I think that the deep understanding of hospitality has helped me as a writer because I think it’s my goal to welcome people into a book and try to make them maybe not comfortable, but at least feel welcome that the door is open. That’s been a sort of conscious thing that’s come out of it, a much deeper appreciation of the Psalms. And I think lots of Christian churches pretty much ignore the Psalms. You might hear a snippet on Sunday morning from a hymn of praise, but that doesn’t give you much sense of the full dimension of that book because there’s laments, there’s anger, there’s desire for revenge. There’s all of these human emotions just laid bare before God. I mean it’s really a very emotional book.
I really had never encountered the Psalms deeply until I started hanging out with these monks and nuns and praying with them because they do the Psalms every day, all day. You go through the whole book of 150 Psalms in about four weeks and then you start over again. So you really become familiar with them, and that has been a resource now when I’m angry or I’m grieving or something. I can think of a line from a Psalm. It’s sort of become part of me now. And so, that’s been really a blessing.
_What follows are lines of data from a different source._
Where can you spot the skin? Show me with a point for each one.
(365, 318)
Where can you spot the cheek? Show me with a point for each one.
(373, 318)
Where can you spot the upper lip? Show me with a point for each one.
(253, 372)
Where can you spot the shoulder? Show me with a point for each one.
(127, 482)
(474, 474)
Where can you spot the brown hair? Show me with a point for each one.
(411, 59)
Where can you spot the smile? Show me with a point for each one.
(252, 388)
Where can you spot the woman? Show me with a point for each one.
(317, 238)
Then, I think these friends, both men and women, who have such good values. They know what it is to try to get along in that community of other flawed people. And they really work hard at it. They don’t spend a lot of time thinking about going shopping at the mall and what to buy. You know, it’s a very un-consumerist mentality, which is really refreshing.
And then, discovering the ancient desert stories, the fathers and mothers of the 4th century and their writings and sayings. And that’s been a big influence, and particularly in my new book—“Acedia and Me”—I talk a lot about that early literature. And I never have encountered it until I started going to monasteries. But it’s part of their tradition and they’re very proud of it.
How have the Psalms changed you, spiritually?
You can hear the accusing voice in the Psalm as yourself accusing yourself, saying, “The enemy is not out there. I am my own enemy here and I have to watch it.” So you start to hear the Psalms in a lot of different ways. You may come to the prayers feeling angry, and there’s a Psalm that really addresses that, or you may come feeling sad.
Or, on the other hand, you may come feeling really happy, and there’s a lament and you think, “Well, I am feeling very happy today, but I have to pray this for someone who might be feeling sad.” The communal dimension becomes really clear in a monastery.